Ensuite, elle révèle l'arme redoutable que constituent les sanctions économiques. Présenter celles-ci comme "alternatives à la guerre" est une escroquerie : les sanctions sont une forme de guerre, qui tue lentement en affamant les populations. Les Iraqiens le savent, qui ont vu 500 000 enfants mourir dans les années 1990 à cause de l'embargo. Les Vénézuéliens le savent. Les Zimbabwéens le savent. Et maintenant, les Iraniens le vivent.

Troisièmement, le mécanisme snapback utilisé contre l'Iran crée un précédent dangereux.
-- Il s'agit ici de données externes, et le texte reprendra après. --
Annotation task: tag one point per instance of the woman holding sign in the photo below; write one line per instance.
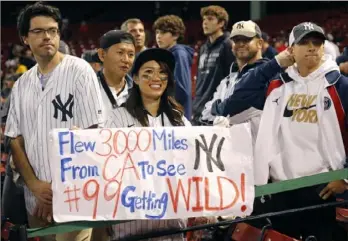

Demain, quelle autre nation du Sud sera sanctionnée pour avoir osé développer sa technologie, défendre sa souveraineté, résister à la domination occidentale ?

Enfin, cette crise pose la question fondamentale : un pays peut-il vraiment être souverain face à la puissance de feu économique et militaire occidentale ? L'Iran résiste depuis 1979, mais à quel prix pour sa population ? D'autres nations, plus petites, plus fragiles, ont-elles seulement le choix ?
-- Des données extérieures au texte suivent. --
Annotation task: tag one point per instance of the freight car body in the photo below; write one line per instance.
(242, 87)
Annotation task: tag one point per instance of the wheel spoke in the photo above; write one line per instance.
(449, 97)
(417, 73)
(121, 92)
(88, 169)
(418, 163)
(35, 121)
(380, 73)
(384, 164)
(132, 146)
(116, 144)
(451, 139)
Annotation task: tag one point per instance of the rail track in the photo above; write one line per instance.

La Chine et la Russie proposent un modèle alternatif de gouvernance mondiale multipolaire où aucune puissance ne dicterait sa loi. Leur soutien à l'Iran – malgré ses défauts – s'inscrit dans cette logique. Pour l'Afrique, qui a historiquement souffert de l'unilatéralisme occidental, cette vision mérite attention.

Conclusion : entre marteau et enclume

Ce qui se joue en Iran dépasse les frontières du pays. C'est un test de la capacité de résistance face à l'"ordre international fondé sur les règles" – expression pudique pour désigner l'hégémonie occidentale. Téhéran paie le prix de son refus de plier, de son soutien à la résistance palestinienne, de son opposition à Israël, de son rejet de la tutelle américaine.

Les Iraniens qui manifestent aujourd'hui ont raison d'exiger de meilleures conditions de vie, de dénoncer la corruption, de réclamer plus de libertés. Leur colère est légitime. Mais ils sont aussi otages d'une guerre hybride menée par des puissances qui ne se soucient nullement de leur bien-être, et qui applaudiraient demain un gouvernement fantoche à Téhéran même s'il était encore plus autoritaire – pourvu qu'il soit aligné sur Washington.

La vraie question n'est pas de savoir si le régime iranien est parfait – il ne l'est manifestement pas. La vraie question est : qui a le droit de décider du destin de l'Iran ? Les Iraniens eux-mêmes, à travers un processus politique interne ? Ou les puissances occidentales, à travers sanctions, bombardements et opérations secrètes ?

Pour nous, journalistes du Sud, la réponse est claire. Les peuples ont le droit de choisir leurs gouvernements, leurs systèmes économiques, leurs alliances – même si ces choix déplaisent à Washington. C'est cela, la véritable souveraineté. Tout le reste n'est qu'impérialisme déguisé en défense des droits humains.

L'Iran survivra-t-il à cette nouvelle tempête ? Probablement. Mais à quel prix, et pour combien de temps encore, alors que l'étau se resserre et que la souffrance populaire s'aggrave ? C'est toute la tragédie d'un peuple pris en étau entre un régime autoritaire et des puissances étrangères prédatrices. Une tragédie que tant de nations du Sud global connaissent trop bien.